Sebagaimana M. Arief, lagu-lagu Endro Wilis juga mengungkapkan kepahitan hidup rakyat jelata akibat ketakadilan dalam relasi produksi. Namun kritik dalam syair lagu-lagu Endro Wilis dilancarkan dengan lebih tandas dan meradang, seringkali diekspresikan dengan irama mars yang menggebu seperti dalam lagu Podho Nginang dan Nelayan. Namun sesudah tahun 1965, setelah peristiwa politik yang merenggut banyak hal dari kehidupan pribadi dan sosialnya, syair lagu-lagu Endro Wilis menjadi lebih biografis-kontemplatif, sarat dengan pertimbangan-pertimbangan filosofis dalam bahasa kias yang agak pekat seperti dalam lagu Dhonge Mekar dan Jaran Ucul. Namun, jika M. Arief tak punya kesempatan untuk mengungkapakan kesaksiannya dalam lagu mengenai kemelut politik ’65 karena ia sendiri menjadi salah satu korban hilang. Endro Wilis yang pada saat kemelut ’65 berada di Kalimantan dalam tugas ketentaraan saat konfrontasi Indonesia-Malaysia sempat menumpahkan kegirisannya dari kejauhan dalam lagu Mbok Irat . Situasi teror yang dipenuhi dengan peristiwa penculikan dan pembunuhan itu ia ungkapkan dengan dua kata: dinone gemigil (hari yang menggigil).


Setelah Kemelut ’65
Banyuwangi mengalami masa “sunyi” pada tahun 1966 sampai 1970-an. Seniman-seniman dan kelompok-kelompok kesenian yang pada masa jaya “ideologi” banyak bergabung dalam lembaga-lembaga kebudayaan milik  partai politik, terutama Lekra, menanggung dampak berat dari kemelut politik ’65 yang bahkan banyak diantara mereka yang tak memahaminya. Anggota masyarakatpun mengunci mulutnya, menahan dorongan gairah bernyanyi dalam tubuh yang diwarisi dari kakek buyut semenjak masa Blambangan kuno.

Baru pada tahun 1980-an muncul pencipta lagu-lagu seperti Hawadin, Sutrisno dan Andi Suroso dari Banyuwangi Selatan, Genteng. Namun tema-tema lagu-lagunya telah bergeser jauh dari angkatan pengarang lagu sebelumnya.
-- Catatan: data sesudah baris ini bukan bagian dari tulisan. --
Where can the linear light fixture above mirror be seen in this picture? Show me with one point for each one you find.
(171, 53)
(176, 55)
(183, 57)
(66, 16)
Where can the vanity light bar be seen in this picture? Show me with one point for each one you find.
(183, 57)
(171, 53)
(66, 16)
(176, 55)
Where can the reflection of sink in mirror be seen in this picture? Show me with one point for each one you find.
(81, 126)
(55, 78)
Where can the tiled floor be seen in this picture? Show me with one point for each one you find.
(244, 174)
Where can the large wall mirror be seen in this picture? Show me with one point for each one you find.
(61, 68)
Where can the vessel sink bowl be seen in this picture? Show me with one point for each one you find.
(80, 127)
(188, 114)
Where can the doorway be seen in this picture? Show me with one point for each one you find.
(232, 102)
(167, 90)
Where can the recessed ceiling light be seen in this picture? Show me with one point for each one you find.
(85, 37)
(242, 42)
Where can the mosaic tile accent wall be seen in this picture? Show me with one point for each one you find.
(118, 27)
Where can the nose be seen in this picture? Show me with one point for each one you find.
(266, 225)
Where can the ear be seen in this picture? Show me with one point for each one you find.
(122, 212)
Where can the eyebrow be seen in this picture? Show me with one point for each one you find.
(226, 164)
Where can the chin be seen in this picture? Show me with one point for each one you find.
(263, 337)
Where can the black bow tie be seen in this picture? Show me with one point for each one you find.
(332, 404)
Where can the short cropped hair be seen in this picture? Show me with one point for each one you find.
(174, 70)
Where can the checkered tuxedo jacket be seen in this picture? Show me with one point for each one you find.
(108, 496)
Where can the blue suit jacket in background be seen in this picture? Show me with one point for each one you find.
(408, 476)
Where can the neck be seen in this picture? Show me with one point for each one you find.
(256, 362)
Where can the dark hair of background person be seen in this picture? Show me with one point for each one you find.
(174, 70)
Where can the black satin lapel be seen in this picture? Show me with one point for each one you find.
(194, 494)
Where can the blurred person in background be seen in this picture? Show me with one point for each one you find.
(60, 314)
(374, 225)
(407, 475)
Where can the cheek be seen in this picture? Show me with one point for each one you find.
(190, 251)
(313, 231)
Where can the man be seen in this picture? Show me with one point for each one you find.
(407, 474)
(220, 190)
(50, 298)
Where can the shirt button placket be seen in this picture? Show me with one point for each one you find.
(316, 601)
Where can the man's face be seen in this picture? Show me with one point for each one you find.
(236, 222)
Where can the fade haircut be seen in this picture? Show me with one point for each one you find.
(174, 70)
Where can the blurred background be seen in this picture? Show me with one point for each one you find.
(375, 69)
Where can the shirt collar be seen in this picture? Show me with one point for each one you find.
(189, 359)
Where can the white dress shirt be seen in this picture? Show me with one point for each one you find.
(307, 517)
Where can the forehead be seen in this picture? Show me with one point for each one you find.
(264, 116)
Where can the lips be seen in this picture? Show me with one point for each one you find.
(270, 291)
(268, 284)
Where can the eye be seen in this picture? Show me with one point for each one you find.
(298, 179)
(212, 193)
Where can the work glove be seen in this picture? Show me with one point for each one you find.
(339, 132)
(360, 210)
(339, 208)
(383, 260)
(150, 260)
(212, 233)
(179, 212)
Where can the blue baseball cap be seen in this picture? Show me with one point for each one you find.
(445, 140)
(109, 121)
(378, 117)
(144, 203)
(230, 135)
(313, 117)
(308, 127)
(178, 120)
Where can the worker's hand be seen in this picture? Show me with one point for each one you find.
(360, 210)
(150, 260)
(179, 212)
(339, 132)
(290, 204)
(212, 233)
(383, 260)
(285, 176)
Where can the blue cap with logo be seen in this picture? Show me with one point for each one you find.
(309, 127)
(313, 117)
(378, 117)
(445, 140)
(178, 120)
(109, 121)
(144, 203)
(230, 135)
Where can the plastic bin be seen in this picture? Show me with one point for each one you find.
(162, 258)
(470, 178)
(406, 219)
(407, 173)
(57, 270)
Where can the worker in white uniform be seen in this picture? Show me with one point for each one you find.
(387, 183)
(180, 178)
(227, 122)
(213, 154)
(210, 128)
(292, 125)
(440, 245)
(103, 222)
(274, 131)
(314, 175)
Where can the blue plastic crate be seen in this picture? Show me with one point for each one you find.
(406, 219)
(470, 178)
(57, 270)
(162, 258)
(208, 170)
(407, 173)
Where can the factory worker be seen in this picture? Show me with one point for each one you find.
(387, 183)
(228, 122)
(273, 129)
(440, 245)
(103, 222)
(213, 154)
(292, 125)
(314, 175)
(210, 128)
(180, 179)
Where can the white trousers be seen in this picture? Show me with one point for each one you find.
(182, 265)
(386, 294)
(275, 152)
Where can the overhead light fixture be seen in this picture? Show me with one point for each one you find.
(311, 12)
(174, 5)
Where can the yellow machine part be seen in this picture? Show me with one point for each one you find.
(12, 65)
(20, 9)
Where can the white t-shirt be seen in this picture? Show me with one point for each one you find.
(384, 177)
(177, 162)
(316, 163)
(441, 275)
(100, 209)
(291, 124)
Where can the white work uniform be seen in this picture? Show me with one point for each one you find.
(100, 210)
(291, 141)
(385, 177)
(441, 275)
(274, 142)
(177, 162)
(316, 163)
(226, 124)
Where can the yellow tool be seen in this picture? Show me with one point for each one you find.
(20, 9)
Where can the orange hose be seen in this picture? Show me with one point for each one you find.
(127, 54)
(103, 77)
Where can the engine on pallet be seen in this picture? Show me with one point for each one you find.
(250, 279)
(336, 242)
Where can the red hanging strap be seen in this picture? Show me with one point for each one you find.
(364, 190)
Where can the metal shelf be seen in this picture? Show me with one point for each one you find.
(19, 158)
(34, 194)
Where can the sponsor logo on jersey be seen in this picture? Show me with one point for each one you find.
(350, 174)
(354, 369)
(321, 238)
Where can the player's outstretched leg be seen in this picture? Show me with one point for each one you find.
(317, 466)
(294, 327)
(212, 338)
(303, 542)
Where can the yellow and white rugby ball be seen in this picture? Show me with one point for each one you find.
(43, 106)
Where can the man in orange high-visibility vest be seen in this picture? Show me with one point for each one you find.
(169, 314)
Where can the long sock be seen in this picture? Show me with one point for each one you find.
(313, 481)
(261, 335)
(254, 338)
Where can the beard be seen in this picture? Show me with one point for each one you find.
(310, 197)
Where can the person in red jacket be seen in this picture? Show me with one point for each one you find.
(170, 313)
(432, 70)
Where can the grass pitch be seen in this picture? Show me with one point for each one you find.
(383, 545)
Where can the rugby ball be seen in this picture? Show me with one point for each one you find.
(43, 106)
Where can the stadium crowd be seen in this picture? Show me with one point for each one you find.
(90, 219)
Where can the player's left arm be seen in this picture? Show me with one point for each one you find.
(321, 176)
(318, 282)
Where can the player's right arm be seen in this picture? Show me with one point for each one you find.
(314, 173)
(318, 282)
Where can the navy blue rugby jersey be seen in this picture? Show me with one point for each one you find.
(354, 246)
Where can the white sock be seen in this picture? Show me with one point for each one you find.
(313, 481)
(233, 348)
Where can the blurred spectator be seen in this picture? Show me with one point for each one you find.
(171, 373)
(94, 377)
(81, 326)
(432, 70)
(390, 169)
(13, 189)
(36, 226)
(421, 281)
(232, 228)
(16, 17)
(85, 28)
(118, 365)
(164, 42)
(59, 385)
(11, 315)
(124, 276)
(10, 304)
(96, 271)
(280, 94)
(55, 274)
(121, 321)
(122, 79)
Dengan irama yang lebih dekat dengan musik pop-dangdut dan pop-mandarin, para pencipta lagu dari Genteng lebih banyak menyuguhkan tema-tema asmara antara pria dan wanita, terutama remaja. Pada masa inilah dikenal istilah kendang kempul. Jenis kendang kempul sarat dengan syair yang cenderung hendak memikat khalayak dengan bahasa yang gampang dan bahkan terkadang vulgar ini menandai suatu kemunculan industri rekaman lokal pada masa itu. Salah satu lagu populer pada tahun 80-an adalah Rehana. Lagu-lagu yang diciptakan pada tahun 80-an ini juga seringkali menjadi corong kampanye pembangunan pemerintah.  

Tema-tema asmara remaja yang mendominasi lagu-lagu ciptaan para pengarang lagu dari Genteng ini berlanjut dalam lagu-lagu ciptaan Catur Arum, Yons D.D dan Adistya Mayasari yang merupakan angkatan penggubah lagu banyuwangian masa kini, angkatan 2000. Namun, irama lagu-lagu masa kini lebih menyerap pengaruh irama yang beragam; dari langgam Jawa, bossas, blues sampai dangdut koplo. Hal yang patut dicatat pada angkatan terbaru ini adalah tumbuhnya “kesadaran” akan nilai komoditas dalam lagu-lagu yang mereka ciptakan. Oleh karenanya mereka lebih rapi dalam urusan manajerial dari angkatan pendahulunya. Bahkan diantara para pencipta lagu, seperti Adistya Mayasari, memilih memproduseri sendiri produksi rekaman lagu-lagu ciptaannya. Angkatan terbaru ini juga dikenal dengan jenis musik patrol orchestra. Pelopornya grup Patrol Orkestra Banyuwangi yang digawangi oleh Catur Arum dan Yons D.D dengan lagu hitsnya Layangan dan Semebyar.  

Hari ini produksi rekaman lagu-lagu Banyuwangian dengan berbagai format rekam mengalami kemajuan kuantitatif yang luar biasa. Distribusi produksi rekaman dan popularitas lagu-lagu Banyuwangian makin luas hingga ke luar dari wilayah Banyuwangi. Bahkan  Namun persoalan sama yang tetap merundung para penggubah lagu Banyuwangian dari semua angakatan adalah sebagian besar dari karya kreatif mereka tak mendapatkan perlindungan hukum yang layak. Sebagian besar dari mereka pun sering tidak mendapatkan apa-apa dari berbagai kegiatan ekonomis yang melibatkan lagu-lagu mereka.